Re: [PATCH v6 03/11] mm, x86: Add support for eXclusive Page Frame Ownership (XPFO)

From: Tycho Andersen
Date: Wed Sep 20 2017 - 18:35:01 EST


Hi Dave,

Thanks for taking a look!

On Wed, Sep 20, 2017 at 08:48:36AM -0700, Dave Hansen wrote:
> On 09/07/2017 10:36 AM, Tycho Andersen wrote:
> ...
> > Whenever a page destined for userspace is allocated, it is
> > unmapped from physmap (the kernel's page table). When such a page is
> > reclaimed from userspace, it is mapped back to physmap.
>
> I'm looking for the code where it's unmapped at allocation to userspace.
> I see TLB flushing and 'struct xpfo' manipulation, but I don't see the
> unmapping. Where is that occurring?

This is discussed here: https://lkml.org/lkml/2017/9/11/289 but,
you're right that it's wrong in some cases. I've fixed it up for v7:
https://lkml.org/lkml/2017/9/12/512

> How badly does this hurt performance? Since we (generally) have
> different migrate types for user and kernel allocation, I can imagine
> that a given page *generally* doesn't oscillate between user and
> kernel-allocated, but I'm curious how it works in practice. Doesn't the
> IPI load from the TLB flushes eat you alive?
>
> It's a bit scary to have such a deep code path under the main allocator.
>
> This all seems insanely expensive. It will *barely* work on an
> allocation-heavy workload on a desktop. I'm pretty sure the locking
> will just fall over entirely on any reasonably-sized server.

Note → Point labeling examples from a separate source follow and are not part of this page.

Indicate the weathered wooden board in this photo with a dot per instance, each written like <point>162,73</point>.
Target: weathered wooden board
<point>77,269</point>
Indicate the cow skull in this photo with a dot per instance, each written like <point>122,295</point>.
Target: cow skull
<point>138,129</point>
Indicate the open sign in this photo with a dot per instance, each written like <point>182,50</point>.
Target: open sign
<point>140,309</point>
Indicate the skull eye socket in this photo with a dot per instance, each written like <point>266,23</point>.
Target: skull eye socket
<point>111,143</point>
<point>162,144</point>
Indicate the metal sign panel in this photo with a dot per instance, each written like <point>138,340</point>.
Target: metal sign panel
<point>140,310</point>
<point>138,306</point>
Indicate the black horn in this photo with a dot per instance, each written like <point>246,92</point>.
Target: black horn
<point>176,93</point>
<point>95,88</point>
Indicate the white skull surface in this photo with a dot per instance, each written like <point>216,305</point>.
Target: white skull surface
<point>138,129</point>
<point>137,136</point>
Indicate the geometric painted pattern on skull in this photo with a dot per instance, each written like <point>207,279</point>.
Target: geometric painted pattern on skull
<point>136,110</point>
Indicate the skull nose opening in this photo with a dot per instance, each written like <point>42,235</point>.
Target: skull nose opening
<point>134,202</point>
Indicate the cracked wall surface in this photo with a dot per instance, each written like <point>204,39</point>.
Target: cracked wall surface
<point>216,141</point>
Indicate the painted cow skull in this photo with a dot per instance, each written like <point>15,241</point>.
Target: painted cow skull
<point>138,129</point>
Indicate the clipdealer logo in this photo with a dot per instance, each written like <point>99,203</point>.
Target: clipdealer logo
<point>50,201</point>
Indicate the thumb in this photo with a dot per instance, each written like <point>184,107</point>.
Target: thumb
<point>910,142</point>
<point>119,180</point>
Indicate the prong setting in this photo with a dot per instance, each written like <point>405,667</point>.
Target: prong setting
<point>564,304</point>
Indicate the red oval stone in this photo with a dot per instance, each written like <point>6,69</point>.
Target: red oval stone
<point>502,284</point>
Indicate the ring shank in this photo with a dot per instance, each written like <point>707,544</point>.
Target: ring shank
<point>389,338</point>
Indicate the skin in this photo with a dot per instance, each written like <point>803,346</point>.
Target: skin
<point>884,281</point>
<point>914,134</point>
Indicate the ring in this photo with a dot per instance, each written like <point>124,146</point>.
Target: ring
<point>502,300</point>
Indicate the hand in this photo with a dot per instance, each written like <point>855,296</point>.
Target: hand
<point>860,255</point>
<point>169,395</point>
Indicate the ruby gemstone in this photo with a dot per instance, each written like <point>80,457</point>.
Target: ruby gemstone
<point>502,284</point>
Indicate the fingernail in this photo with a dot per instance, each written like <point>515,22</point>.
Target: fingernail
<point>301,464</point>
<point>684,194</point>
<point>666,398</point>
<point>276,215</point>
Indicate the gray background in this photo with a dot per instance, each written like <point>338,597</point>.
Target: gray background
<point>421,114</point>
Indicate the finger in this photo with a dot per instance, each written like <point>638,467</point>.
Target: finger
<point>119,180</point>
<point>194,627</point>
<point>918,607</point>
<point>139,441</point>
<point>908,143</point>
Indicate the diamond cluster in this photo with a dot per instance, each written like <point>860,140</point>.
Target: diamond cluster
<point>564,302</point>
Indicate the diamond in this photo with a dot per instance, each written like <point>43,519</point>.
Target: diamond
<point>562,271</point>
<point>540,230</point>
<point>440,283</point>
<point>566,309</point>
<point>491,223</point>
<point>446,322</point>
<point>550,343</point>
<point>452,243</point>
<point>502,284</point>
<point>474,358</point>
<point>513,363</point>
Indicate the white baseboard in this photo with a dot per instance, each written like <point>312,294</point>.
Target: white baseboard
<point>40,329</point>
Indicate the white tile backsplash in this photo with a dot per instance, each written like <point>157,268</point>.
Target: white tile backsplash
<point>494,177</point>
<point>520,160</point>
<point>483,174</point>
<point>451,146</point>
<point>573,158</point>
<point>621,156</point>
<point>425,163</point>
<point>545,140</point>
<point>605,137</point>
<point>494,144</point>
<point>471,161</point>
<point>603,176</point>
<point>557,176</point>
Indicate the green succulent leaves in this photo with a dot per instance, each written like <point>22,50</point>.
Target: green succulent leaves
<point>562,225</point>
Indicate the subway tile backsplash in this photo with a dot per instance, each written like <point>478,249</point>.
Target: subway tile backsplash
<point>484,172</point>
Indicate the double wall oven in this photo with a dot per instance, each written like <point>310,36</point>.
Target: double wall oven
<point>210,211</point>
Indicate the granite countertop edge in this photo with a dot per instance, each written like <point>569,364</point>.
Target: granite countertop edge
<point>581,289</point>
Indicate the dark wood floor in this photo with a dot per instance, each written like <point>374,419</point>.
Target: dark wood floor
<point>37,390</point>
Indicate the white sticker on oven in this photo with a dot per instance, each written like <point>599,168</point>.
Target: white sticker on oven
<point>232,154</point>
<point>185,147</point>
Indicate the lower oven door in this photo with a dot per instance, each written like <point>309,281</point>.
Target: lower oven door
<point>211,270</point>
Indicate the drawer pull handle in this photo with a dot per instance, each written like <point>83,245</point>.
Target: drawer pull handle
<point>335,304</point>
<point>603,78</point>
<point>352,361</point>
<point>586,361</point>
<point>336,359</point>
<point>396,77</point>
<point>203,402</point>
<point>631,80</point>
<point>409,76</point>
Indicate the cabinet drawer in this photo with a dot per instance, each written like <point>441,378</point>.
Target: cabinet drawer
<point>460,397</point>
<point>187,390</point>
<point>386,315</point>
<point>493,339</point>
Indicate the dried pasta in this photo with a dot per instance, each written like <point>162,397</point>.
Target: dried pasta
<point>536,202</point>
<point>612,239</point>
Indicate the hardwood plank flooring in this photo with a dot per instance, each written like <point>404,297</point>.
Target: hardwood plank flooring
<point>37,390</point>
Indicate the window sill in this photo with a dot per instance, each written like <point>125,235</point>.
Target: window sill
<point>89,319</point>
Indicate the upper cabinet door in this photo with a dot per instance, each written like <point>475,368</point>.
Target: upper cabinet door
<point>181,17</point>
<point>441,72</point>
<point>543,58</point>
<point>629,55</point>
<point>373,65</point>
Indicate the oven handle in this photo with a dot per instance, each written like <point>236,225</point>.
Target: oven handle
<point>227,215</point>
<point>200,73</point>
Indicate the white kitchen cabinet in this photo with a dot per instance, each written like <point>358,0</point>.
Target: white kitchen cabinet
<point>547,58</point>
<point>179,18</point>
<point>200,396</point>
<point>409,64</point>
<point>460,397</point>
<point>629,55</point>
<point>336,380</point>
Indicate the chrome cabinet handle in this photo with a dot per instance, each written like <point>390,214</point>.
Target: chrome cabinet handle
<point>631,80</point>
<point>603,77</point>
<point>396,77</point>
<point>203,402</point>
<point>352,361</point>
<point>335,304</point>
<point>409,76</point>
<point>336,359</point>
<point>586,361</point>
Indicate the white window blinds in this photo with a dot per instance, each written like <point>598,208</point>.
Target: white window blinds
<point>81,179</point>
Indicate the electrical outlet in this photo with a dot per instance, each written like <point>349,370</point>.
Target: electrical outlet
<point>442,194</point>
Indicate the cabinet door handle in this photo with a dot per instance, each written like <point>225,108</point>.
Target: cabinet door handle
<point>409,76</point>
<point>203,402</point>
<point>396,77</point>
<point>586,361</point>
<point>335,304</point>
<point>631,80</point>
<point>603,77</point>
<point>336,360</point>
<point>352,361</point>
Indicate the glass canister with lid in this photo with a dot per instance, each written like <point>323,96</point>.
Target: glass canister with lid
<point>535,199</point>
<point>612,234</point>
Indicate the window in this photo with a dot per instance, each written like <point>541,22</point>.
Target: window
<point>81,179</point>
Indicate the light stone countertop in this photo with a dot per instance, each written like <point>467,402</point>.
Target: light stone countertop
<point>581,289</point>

Basically, yes :(. I presented some numbers at LSS, but the gist was
on a 2.4x slowdown on a 24 core/48 thread Xeon E5-2650, and a 1.4x
slowdown on a 4 core/8 thread E3-1240. The story seems a little bit
better on ARM, but I'm struggling to get it to boot on a box with more
than 4 cores, so I can't draw a better picture yet.

> I really have to wonder whether there are better ret2dir defenses than
> this. The allocator just seems like the *wrong* place to be doing this
> because it's such a hot path.

This might be crazy, but what if we defer flushing of the kernel
ranges until just before we return to userspace? We'd still manipulate
the prot/xpfo bits for the pages, but then just keep a list of which
ranges need to be flushed, and do the right thing before we return.
This leaves a little window between the actual allocation and the
flush, but userspace would need another thread in its threadgroup to
predict the next allocation, write the bad stuff there, and do the
exploit all in that window.

I'm of course open to other suggestions. I'm new :)

> > + cpa.vaddr = kaddr;
> > + cpa.pages = &page;
> > + cpa.mask_set = prot;
> > + cpa.mask_clr = msk_clr;
> > + cpa.numpages = 1;
> > + cpa.flags = 0;
> > + cpa.curpage = 0;
> > + cpa.force_split = 0;
> > +
> > +
> > + do_split = try_preserve_large_page(pte, (unsigned
>
> Is this safe to do without a TLB flush? I thought we had plenty of bugs
> in CPUs around having multiple entries for the same page in the TLB at
> once. We're *REALLY* careful when we split large pages for THP, and I'm
> surprised we don't do the same here.

It looks like on some code paths we do flush, and some we don't.
Sounds like it's not safe to do without a flush, so I'll see about
adding one.

> Why do you even bother keeping large pages around? Won't the entire
> kernel just degrade to using 4k everywhere, eventually?

Isn't that true of large pages in general? Is there something about
xpfo that makes this worse? I thought this would only split things if
they had already been split somewhere else, and the protection can't
apply to the whole huge page.

> > + if (do_split) {
> > + struct page *base;
> > +
> > + base = alloc_pages(GFP_ATOMIC | __GFP_NOTRACK,
>
> Ugh, GFP_ATOMIC. That's nasty. Do you really want this allocation to
> fail all the time? GFP_ATOMIC could really be called
> GFP_YOU_BETTER_BE_OK_WITH_THIS_FAILING. :)
>
> You probably want to do what the THP code does here and keep a spare
> page around, then allocate it before you take the locks.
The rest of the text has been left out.